In some sense, it is difficult to review The Cabin in the Woods novelization without actually reviewing the film it is based on. More or less transcribed directly from the shooting script, the novel is solely the intellectual property of scriptwriters Drew Goddard and Joss Whedon, with the job of adding some literary flesh and cartilage falling to brit novelist Tim Lebbon (Berserk, 30 Days of Night: Fear of the Dark). Therefore, perhaps it might make sense to briefly discuss the film and the metaphorical treasures within.
The most merciful thing in the world…is the inability of the human mind to correlate all its contents. We live on a placid island of ignorance in the midst of black seas of infinity, and it was not meant that we should voyage far. The science, each straining in its own direction, have hitherto harmed us little; but some day the piecing together of dissociated knowledge will open up such terrifying vistas of reality, and of our frightful position therein, that we shall either go mad from the revelation or flee from the deadly light into the peace and safety of a new dark age.

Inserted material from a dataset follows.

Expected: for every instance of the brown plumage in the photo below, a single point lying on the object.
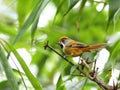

Despite a poor showing at the box-office, Whedon and Goddard have undoubtedly constructed an amazing journey into the darker and more horrific aspects of our culture, exploring how and why genre efforts might serve as more than simple mindless escapism and could ultimately be a lens through which to view the human condition. Unfortunately, this fails to translate effectively in the literary effort by Tim Lebbon, as the author serves only as a tour guide and less philosopher/theologian.